The Atmos 540 clock incorporates the improvements in manufacturing technology that had become available when this clock was introduced in 1984. It is a truly impressive piece of machinery.



Fig. 1

This clock is less substantial, however, than the Atmos 528. It is certainly more fragile and more easily damaged during repairs because of several new design features that do not amount to improvements. First of all, the bellows must be removed, the chain disconnected from the rear spring, and the smaller chain return spring disconnected from the back plate, all done before removing the mechanism. Otherwise, the tiny click springs will be broken.



Fig. 2

To let the power down, you hold the ratchet wheel with your fingers while moving the two large click springs out of the way with a pair of tweezers, gradually allowing the ratchet wheel to move slowly between your fingers until the mainspring is fully unwound.



Fig. 3

Make sure the pallet fork protrudes through the opening in the back plate as you assemble the mechanism. Otherwise you will have a broken pallet pivot. The fact that the pallet assembly cannot be added after assembling the mechanism makes this clock far more difficult to assemble than the Atmos 528, with a much greater risk of a broken pallet pivot or escape wheel pivot. It would be an improvement in design to add a bridge for the pallet assembly, as seen in the 528.



Fig. 4

In the AWI Atmos repair course that I took in 1992, the instructor, Mr. Jerry Jaeger, told us that the mainspring in the Atmos 528 should be removed from its barrel, cleaned, lubricated, and reinstalled.
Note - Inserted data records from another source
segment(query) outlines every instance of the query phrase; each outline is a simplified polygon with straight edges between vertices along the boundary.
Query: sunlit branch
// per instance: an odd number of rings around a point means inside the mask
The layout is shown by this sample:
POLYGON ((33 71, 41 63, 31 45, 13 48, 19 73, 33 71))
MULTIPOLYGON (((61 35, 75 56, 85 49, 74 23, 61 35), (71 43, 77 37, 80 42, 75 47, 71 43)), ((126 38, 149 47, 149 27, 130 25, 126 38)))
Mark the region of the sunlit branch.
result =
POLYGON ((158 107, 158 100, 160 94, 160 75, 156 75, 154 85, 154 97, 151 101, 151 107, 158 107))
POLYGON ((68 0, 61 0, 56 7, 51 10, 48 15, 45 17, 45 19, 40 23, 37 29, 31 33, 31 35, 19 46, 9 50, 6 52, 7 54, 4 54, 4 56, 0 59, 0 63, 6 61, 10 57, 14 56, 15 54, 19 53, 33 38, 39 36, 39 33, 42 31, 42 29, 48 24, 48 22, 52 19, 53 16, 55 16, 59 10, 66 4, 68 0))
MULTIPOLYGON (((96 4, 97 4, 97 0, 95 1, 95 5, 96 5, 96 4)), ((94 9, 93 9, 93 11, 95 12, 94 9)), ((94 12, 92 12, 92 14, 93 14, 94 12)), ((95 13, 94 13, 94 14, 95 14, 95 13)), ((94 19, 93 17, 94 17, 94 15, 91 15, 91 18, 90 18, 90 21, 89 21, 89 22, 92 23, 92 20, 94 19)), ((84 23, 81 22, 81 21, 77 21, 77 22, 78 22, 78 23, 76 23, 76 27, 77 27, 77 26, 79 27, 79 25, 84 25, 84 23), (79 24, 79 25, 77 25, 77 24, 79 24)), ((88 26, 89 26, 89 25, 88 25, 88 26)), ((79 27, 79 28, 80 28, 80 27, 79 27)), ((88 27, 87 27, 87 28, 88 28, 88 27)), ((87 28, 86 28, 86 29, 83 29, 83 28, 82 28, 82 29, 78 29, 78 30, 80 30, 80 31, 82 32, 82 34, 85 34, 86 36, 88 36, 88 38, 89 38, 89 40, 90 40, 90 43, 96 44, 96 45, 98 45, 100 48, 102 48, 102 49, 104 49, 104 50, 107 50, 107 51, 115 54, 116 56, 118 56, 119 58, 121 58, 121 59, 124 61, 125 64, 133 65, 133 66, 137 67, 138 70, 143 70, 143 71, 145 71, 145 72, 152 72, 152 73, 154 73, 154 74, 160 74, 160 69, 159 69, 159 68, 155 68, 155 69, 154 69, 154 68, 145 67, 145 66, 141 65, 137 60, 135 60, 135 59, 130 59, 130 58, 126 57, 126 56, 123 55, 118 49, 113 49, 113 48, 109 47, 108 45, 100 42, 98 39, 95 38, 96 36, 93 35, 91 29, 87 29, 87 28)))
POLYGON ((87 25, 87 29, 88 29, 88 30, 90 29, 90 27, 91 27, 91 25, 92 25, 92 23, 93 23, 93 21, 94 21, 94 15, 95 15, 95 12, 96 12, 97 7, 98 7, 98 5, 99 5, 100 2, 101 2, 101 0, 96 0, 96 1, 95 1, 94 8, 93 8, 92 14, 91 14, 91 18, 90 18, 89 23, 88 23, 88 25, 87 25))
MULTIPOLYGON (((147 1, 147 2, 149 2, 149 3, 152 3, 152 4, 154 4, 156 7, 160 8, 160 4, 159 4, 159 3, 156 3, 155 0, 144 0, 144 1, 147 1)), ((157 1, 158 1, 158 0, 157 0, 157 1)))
He told us that the mainspring in the Atmos 540, however, should not be removed from the barrel nor serviced unless it were broken and needed to be replaced.



Fig. 5

WARNING: If you have not taken a professional repair course for Atmos clocks, you should not attempt to service one, particularly not the 540. The suspension wire inside the pendulum of the 540 is even thinner, (about a thin as a human hair), more fragile and more easily broken than the suspension wire in the 528, which is certainly not the only, nor the least, of its fragile characteristics.

This Atmos clock was brought from Marble Falls, TX.